I non-rarely have links with ~0.1% packet loss. If you get even just that much packet loss, and a long-distance link, you _very_ quickly drop below 10 Mbit/s, if the other side can't do fancy selective ACK and similar additions. While I might be able to do something against this, as long as I control one node on both sides of the lossy channel, I can compensate with a little bit of FEC. I might even be able to operate lossless, using a fountain code to add more parity for each data bundle as long as my recipient node continues asking my sending node to supply more parity.

You are right though, for unicast networks there is little use of L3/L4 FEC. Maybe with the age of IPFS and other content-addressed networks we will come back to broadcast-FEC networks, like those used back when for 3GPP multicast services like e.g. TV.

pmarreck · on Aug 3, 2018

> You can actually go to the ETSI website and find the LTE standard and get free PDFs with the exact parameters of all the codes they use, in enough detail to reimplement them yourself.

Does this include things like turbo codes? I've been curious about FEC for a while now

kroeckx · on July 31, 2018

A CDDA has 2352 bytes of main data and 96 byte of sub-channel data per sector, so a total of 2448 bytes per sector. A sector is made up of 98 sub-frames. Each such sub-frame has 24 bytes of main data, 4 bytes of C1 error correction and 4 bytes of C2 error correction, and 1 "byte" of sub-channel data. The first 2 sub-frames have a special pattern in the sub channel data to recognize the start of the sector, leaving 96 bytes of sub-channel data available for other things. The error correction only covers the main data, the sub channel data just has a CRC.

The standard API to talk to the CD-ROM does not have a way to get the C1 and C2 error correction data. There is only a way to get 1 bit for each of the 2352 main data bytes after the C2 error correction to indicate that there was an error with it or not. But getting that data doesn't actually seem to be useful on the drives I tested it with, they all seem to have weird firmwares.

voltagex_ · on July 31, 2018

I think you need a certain Plextor drive.

https://github.com/saramibreak/DiscImageCreator is kinda the gold standard for this.

taneq · on July 31, 2018

> As an information theorist, I used to be able to point to optical disks as an application of my field, and be like "see all that math is useful for something," but now I don't have anything shiny to point to anymore :(

Surely there's some forward error correction built into, well, pretty much any physical media these days? I can't imagine BluRay would need less of it than a CD.

Cthulhu_ · on July 31, 2018

I'm sure pretty much all storage media (SSD's and such) have it, as well as internet protocols and digital media (now that having storage locally is becoming less cool)

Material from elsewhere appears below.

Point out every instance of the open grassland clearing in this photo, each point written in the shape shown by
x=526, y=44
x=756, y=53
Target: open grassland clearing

dooglius · on July 31, 2018

High-bandwidth Ethernet uses forward error correction, but I'm not aware of any higher-than-physical internet protocols that do, unless you count erasure codes a la QUIC

waterhouse · on July 31, 2018

IP, TCP, and UDP all have checksums, though (a) that's less powerful than error correction and (b) the above are weaker than the Ethernet checksum (Ethernet is 32 bits while the others are 16 bits, and also I think these three are all addition- or XOR-based instead of a polynomial CRC).

pmarreck · on Aug 3, 2018

> As an information theorist, I used to be able to point to optical disks as an application of my field, and be like "see all that math is useful for something," but now I don't have anything shiny to point to anymore

QR codes, dude. ;)

dylan604 · on July 31, 2018

While it might not be shiny, could you not point to the math involved in encryption used in day to day usage like HTTPS, OTR, cryptocurrencies, etc?

ECC is still used in RAM, and bitwise math is still used in RAID arrays. Again, not shiny, but still valid examples.